Let's continue with Kevin Trudeau's secrets that will help us never get sick!
Too bad “not reading Kevin Trudeau’s books” isn’t one of the tips; I simultaneously get nauseous and high blood pressure every time I read some of his ridiculous ideas on health and nutrition.
"Do a seven to thirty day fast."
Trudeau recommends going to his website to find out specific suggestions and guidelines, but, lo and behold, you can only see this information if you subscribe to his website – and pay $9.95 a month.
Although I was considering forking over that amount for the sake of research, I then crashed back to reality and realized I didn’t need to see Trudeau’s suggestions to discredit this piece of advice.
Fasting as a way of losing weight or "getting rid of toxins" is not only ridiculous, but also unsafe.
When our bodies are in ‘starvation mode’, they go into ketosis (a state in which they burn fat, rather than carbohydrates, for energy). If you were ever on a low-carb diet, I am sure you remember being told this was ideal.
Not so much. States of ketosis often result in kidney damage that can lead to filtration problems down the road, and also prevent our brains from being nourished in the most optimal way -- with glucose (a carbohydrate).
If you are concerned with toxins and “cleaning out your system”, then eat at least five servings of fresh fruits and vegetables every day, integrate whole grains into your diet, stay hydrated, and perform physical activity.
Starving yourself for seven days, or drinking only cayenne pepper, water, and maple syrup for three weeks is one of the least helpful things you can do for your body.
How could you possibly be benefiting from starving yourself and thus not nourishing your body with nutrients, vitamins, and minerals?
Bottom line -- fasting weakens our immune systems, thereby elevating our odds of getting sick.
"Do not eat any food produced or sold by a publicly traded corporation or is a 'brand name' product."
Which leaves us with…? I would love for Mr. Trudeau to tell me how I'm supposed to eat in today’s world without getting at least a handful of foods that are brand name products.
The standard "get everything at your local farmer’s market” isn’t enough in this situation.
Don’t get me wrong – I am all for supporting local farmers and getting fresh produce from them, but why this expectation that they should be our sole source of food?
Farmer’s markets, for instance, can’t provide me with raisins, edamame, tempeh, oatmeal, or brown rice - some of the healthiest foods in this planet! As far as I know, these are only available from publicly traded companies, no matter how small.
“Do not eat anything that comes out of the microwave.”

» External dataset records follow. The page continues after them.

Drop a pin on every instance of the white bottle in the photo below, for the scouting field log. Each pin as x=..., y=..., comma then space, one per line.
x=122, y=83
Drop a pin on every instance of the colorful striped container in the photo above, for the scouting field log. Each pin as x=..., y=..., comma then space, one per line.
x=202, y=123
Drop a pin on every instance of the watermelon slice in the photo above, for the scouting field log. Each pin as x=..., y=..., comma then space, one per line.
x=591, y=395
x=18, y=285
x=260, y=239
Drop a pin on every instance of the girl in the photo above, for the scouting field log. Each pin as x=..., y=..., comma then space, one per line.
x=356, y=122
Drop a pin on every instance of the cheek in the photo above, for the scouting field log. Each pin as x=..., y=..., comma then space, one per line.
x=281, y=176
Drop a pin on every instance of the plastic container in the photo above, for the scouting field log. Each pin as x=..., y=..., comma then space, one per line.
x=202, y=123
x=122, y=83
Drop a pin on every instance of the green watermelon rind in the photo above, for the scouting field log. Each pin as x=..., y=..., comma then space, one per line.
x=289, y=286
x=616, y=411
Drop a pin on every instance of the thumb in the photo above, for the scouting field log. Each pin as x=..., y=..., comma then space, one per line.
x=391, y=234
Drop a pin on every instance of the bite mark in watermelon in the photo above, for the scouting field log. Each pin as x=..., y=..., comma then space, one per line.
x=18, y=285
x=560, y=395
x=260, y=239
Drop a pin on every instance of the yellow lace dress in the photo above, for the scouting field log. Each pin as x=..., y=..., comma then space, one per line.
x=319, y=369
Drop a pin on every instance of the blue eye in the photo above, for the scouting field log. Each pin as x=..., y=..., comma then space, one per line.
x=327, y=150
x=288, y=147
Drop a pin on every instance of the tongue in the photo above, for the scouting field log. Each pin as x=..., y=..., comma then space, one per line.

The reason for this? “When you microwave anything, it becomes energetically toxic to the body. [It] weakens your immune system and causes depression and anxiety”, Trudeau explains.
Going back to the real world, microwave cooking can be beneficial in some aspects. Since microwave cooking requires less time than conventional methods, more nutrients are retained when cooking certain foods.
Water-soluble nutrients (vitamins B and C, in particular) are quickly broken down if they are boiled in hot water; in a microwave, however, they will be retained in a similar fashion as to when they are steamed.
Additionally, microwaves are often the best way to defrost certain foods by reducing the risk of foodborne illness.
“Do not drink diet sodas.”
“The idea that diet sodas have fewer calories, [and] thus are good for weight control, is a total lie,” Trudeau revels.
In fact, if you follow his advice, you can replace diet soda with regular soda and not gain weight. Good luck!
If you are currently drinking 3 cans of Diet Coke and replace them with regular Coke, you’re talking about 400 extra calories added to your day. If you change nothing else about the way you eat, you will undoubtedly gain weight.
While I wouldn’t necessarily advocate drinking diet sodas, I also think this concept of “don’t you ever take a sip of Diet Coke” is hysteria.
This summer, a student in a class I was assisting with raised her hand and proceeded to breathlessly share "facts" about Coke that have been circulating in e-mail chain letters for the past ten years. Among them, "If you put a penny in a glass of Coke overnight, it disintegrates!"
The supposed link we are supposed to make is, "Wow, if it can do that to a penny, imagine what it does to our body!" Except that pennies don't have the same protective acids our stomachs do, and our internal organs are not made of copper.
Sorry, but spam chain letters are not good sources of nutrition advice.
If you are eating a balanced diet rich in calcium, having a Diet Coke or two every weekend is not going to kill you.
Apart from the calcium-leeching properties of diet soda, the big concern is that these are usually accompaniments to unhealthy fast food. If you pop open a can of soda in the afternoon, you are most likely to have it with chips, cookies, or candy rather than fruit, vegetables, or a handful of trail mix.